In response to audience questioning, Dr Rohde suggested that more research is needed before it is possible to determine whether ‘late-onset ADHD’ represents a separate disorder to childhood-onset ADHD.
- Turgay A, Goodman DW, Asherson P, et al. Lifespan persistence of ADHD: the life transition model and its application. J Clin Psychiatry 2012; 73: 192-201.
- Canadian ADHD Resource Alliance (CADDRA). Canadian ADHD Practice Guidelines. Toronto: CADDRA, 2011.
- Geller B, Williams M, Zimerman B, et al. Prepubertal and early adolescent bipolarity differentiate from ADHD by manic symptoms, grandiose delusions, ultra-rapid or ultradian cycling. J Affect Disord 1998; 51: 81-91.
- Mowlem FD, Skirrow C, Reid P, et al. Validation of the Mind Excessively Wandering Scale and the Relationship of Mind Wandering to Impairment in Adult ADHD. J Atten Disord 2016; Epub ahead of print.

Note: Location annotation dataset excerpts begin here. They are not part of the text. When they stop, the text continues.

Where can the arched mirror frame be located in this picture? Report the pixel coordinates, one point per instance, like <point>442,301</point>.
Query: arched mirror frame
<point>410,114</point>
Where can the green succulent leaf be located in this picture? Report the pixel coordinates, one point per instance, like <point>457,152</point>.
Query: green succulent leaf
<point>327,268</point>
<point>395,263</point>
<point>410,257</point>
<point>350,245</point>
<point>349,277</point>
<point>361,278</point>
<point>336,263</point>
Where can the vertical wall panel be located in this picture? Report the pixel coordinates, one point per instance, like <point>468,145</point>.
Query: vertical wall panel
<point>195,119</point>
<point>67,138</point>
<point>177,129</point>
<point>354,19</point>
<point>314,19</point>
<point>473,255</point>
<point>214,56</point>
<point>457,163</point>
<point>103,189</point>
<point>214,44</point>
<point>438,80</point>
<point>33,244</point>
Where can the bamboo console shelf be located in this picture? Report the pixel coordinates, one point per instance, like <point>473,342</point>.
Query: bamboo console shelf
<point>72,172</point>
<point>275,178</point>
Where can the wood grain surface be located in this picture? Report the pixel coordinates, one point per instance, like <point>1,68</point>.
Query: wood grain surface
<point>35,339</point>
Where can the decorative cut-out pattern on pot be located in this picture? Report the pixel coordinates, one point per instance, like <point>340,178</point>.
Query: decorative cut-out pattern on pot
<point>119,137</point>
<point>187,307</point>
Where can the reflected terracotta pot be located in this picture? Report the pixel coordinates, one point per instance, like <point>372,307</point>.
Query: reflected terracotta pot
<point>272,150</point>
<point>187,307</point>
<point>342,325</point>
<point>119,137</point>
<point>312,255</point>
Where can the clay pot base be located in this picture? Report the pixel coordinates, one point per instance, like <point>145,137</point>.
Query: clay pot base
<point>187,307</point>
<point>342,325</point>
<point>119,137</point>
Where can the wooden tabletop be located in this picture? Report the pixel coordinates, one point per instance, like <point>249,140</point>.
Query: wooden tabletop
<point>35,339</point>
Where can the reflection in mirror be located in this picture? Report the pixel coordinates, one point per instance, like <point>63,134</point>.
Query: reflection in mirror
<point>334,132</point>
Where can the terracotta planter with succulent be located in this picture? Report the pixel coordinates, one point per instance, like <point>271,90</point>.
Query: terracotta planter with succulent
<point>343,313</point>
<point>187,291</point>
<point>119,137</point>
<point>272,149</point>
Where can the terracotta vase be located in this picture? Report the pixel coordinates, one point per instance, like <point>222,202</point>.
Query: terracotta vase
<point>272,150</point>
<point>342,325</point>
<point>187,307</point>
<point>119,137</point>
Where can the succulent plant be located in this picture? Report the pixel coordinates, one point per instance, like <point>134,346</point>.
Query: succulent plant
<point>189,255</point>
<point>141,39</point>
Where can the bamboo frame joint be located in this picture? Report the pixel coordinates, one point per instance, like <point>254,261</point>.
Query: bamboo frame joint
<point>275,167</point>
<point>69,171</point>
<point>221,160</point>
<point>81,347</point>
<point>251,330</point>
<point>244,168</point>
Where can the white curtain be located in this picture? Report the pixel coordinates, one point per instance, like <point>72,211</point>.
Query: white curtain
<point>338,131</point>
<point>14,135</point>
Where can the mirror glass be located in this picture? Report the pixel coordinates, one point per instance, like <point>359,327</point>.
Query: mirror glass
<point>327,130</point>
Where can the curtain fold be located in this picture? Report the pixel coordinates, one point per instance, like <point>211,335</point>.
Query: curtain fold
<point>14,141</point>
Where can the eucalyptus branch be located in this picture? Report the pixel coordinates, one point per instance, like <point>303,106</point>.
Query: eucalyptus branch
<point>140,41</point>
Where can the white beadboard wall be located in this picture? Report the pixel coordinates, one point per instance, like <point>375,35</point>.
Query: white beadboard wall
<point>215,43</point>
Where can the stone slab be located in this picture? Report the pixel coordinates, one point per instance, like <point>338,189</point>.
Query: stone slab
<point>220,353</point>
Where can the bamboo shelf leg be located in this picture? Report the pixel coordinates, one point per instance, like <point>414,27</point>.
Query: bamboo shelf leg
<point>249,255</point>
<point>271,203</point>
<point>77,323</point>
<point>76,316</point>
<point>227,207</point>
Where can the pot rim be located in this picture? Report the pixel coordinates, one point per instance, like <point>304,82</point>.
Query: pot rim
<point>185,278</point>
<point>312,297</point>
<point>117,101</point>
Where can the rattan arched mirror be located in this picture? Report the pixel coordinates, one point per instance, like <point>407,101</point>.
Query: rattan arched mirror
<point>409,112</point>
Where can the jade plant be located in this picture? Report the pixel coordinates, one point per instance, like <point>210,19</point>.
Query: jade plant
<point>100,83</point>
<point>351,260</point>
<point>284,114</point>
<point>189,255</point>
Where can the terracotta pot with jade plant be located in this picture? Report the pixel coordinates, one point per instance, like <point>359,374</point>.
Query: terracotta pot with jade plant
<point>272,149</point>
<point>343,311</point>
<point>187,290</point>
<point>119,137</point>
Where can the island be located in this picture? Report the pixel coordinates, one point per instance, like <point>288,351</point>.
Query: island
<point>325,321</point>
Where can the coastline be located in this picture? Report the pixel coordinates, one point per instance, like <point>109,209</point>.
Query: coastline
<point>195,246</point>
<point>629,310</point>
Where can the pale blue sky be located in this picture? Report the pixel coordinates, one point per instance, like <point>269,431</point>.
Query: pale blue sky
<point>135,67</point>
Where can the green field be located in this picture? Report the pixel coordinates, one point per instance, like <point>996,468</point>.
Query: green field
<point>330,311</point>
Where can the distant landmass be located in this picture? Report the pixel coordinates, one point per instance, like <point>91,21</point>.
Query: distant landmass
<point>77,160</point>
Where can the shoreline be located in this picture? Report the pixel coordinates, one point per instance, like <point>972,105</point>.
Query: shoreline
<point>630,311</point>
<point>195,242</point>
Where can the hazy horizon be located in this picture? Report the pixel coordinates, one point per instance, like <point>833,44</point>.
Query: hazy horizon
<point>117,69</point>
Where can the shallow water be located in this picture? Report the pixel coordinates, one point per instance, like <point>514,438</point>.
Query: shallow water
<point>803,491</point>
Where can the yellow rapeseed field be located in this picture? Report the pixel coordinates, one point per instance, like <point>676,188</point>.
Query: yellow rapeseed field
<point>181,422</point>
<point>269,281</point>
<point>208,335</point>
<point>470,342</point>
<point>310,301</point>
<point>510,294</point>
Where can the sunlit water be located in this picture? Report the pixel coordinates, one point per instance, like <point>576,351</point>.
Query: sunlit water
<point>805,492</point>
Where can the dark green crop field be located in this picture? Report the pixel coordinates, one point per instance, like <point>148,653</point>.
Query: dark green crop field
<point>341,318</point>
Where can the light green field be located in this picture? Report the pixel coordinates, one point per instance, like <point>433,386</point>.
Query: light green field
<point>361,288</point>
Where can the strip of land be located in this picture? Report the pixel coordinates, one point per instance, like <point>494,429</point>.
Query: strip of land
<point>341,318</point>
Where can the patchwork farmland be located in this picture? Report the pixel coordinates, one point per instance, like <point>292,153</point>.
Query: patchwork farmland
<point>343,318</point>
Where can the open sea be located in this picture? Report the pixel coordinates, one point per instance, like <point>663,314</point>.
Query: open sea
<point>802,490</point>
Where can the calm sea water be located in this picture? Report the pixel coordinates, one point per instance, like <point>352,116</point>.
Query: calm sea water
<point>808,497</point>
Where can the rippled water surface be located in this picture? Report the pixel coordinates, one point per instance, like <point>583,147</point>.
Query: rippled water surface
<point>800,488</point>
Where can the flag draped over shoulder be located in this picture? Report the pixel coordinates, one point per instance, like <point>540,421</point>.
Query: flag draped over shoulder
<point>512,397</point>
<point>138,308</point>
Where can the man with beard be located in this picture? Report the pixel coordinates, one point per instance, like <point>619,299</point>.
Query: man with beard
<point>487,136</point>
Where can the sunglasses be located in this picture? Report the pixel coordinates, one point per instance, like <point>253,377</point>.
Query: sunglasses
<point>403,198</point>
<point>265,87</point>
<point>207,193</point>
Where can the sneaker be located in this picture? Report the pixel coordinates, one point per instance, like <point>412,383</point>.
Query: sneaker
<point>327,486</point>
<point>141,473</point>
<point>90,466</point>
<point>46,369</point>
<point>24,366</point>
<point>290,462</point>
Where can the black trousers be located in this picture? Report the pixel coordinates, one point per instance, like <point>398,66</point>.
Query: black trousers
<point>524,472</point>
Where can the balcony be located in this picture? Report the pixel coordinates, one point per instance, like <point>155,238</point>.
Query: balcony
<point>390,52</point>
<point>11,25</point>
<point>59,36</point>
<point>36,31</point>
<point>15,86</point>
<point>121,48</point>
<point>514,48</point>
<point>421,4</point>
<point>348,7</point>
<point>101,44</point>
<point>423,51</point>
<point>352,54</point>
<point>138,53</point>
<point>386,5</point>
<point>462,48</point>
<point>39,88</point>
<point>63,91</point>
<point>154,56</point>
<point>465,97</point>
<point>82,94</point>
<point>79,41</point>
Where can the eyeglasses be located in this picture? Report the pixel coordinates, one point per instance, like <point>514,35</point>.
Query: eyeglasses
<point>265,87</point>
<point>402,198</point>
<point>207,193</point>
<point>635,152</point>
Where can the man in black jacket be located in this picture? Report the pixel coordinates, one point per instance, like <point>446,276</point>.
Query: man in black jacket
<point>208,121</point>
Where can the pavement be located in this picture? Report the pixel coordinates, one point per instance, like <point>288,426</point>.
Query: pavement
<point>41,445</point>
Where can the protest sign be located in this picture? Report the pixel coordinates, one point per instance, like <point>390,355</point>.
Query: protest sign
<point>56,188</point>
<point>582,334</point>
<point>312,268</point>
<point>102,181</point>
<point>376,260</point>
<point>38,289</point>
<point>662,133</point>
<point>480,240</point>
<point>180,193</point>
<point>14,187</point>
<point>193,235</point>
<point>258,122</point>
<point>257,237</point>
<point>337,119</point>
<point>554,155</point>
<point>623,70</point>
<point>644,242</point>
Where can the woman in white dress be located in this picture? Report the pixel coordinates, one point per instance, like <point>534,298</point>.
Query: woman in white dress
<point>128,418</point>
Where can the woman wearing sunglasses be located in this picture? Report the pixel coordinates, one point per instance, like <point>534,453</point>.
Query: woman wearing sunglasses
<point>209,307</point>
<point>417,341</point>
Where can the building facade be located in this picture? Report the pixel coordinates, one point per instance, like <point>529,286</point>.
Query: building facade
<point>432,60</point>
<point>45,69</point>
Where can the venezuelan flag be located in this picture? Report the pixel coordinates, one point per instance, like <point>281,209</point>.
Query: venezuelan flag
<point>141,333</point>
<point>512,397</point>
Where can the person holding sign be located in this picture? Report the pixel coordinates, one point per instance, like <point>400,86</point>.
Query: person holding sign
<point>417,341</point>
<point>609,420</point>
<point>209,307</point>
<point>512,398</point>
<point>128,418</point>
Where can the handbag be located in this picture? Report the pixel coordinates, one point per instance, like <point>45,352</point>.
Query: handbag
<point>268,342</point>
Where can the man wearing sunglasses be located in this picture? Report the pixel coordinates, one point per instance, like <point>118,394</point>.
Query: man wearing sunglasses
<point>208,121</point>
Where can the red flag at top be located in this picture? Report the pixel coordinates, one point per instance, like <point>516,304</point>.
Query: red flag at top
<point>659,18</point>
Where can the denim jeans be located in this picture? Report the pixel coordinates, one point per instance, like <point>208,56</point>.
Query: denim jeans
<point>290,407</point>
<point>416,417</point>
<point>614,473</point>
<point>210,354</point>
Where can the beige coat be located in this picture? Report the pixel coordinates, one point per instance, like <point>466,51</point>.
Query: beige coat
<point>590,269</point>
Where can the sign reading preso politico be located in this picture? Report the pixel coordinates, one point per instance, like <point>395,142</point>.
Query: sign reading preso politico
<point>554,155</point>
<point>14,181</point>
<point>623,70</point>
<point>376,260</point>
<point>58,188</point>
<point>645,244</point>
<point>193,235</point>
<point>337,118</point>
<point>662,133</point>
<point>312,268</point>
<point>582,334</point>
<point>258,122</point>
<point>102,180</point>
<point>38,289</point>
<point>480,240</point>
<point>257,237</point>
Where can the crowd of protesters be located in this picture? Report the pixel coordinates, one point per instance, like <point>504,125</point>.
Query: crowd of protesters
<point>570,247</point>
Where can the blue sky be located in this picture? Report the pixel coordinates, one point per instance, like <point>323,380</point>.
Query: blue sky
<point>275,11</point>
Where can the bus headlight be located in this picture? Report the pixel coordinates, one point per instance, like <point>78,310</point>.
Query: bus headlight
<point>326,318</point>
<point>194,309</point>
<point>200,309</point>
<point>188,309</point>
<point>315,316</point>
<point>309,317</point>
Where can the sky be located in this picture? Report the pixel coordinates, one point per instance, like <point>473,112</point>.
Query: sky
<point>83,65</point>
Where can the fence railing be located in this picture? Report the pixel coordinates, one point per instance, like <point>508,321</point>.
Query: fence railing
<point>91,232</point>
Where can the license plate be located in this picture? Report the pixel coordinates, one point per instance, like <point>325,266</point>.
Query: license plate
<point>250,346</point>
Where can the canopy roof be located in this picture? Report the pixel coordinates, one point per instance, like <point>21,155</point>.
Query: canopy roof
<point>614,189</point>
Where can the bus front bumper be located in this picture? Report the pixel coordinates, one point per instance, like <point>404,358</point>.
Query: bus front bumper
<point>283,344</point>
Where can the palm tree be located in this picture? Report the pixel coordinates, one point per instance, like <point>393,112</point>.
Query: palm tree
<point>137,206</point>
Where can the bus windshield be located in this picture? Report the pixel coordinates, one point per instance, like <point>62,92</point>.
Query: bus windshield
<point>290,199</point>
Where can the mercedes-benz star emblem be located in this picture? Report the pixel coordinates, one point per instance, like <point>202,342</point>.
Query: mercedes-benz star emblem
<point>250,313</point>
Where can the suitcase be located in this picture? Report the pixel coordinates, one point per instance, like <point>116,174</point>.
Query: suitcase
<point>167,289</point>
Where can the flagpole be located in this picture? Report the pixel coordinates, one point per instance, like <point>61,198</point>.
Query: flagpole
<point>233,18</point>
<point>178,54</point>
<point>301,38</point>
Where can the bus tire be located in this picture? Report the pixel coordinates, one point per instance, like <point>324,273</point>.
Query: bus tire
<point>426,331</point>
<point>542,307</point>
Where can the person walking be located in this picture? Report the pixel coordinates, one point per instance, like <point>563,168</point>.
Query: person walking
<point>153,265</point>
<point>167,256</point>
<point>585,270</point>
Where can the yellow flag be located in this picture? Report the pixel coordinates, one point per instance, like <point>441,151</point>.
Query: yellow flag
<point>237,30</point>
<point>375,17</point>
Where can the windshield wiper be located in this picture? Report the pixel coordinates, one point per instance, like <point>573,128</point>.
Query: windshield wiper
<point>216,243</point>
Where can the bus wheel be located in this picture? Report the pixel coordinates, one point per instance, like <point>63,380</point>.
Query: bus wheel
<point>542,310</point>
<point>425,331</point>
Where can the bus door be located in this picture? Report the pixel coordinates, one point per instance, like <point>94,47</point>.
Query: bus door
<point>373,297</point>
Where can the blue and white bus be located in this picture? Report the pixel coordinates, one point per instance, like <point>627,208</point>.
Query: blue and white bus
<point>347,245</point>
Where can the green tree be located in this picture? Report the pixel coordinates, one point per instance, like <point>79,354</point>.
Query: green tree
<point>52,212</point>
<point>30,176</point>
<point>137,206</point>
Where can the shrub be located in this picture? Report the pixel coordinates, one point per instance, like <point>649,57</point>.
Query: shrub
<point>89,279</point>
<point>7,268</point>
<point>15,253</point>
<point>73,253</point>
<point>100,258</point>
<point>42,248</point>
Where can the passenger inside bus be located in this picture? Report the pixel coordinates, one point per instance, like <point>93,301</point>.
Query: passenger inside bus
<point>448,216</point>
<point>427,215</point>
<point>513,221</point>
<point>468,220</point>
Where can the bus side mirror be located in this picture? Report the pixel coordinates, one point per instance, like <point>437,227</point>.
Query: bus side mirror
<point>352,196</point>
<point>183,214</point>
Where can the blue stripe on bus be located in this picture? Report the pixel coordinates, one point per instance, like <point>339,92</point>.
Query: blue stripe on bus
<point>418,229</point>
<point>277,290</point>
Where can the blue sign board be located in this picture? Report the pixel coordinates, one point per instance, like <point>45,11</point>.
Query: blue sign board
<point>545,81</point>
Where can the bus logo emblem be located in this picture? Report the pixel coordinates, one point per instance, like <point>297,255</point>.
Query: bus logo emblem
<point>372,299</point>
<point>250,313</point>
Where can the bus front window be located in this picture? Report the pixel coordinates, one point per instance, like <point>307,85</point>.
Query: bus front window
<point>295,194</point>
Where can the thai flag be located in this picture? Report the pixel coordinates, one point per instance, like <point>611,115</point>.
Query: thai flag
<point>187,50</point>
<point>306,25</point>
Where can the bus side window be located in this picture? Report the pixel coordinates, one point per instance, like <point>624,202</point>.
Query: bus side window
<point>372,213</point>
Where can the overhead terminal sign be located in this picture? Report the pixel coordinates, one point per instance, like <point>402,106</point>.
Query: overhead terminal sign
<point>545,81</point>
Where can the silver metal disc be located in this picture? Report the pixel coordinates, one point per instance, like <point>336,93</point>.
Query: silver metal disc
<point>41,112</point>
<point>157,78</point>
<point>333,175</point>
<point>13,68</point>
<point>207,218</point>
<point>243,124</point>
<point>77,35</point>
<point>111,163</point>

- Agnew-Blais JC, Polanczyk GV, Danese A, et al. Evaluation of the persistence, remission, and emergence of attention-deficit/hyperactivity disorder in young adulthood. JAMA Psychiatry 2016; 73: 713-720.
- Caye A, Rocha TB, Anselmi L, et al. Attention-deficit/hyperactivity disorder trajectories from childhood to young adulthood: evidence from a birth cohort supporting a late-onset syndrome. JAMA Psychiatry 2016; 73: 705-712.
- Angold A, Costello EJ, Erkanli A. Comorbidity. J Child Psychol Psychiatry 1999; 40: 57-87.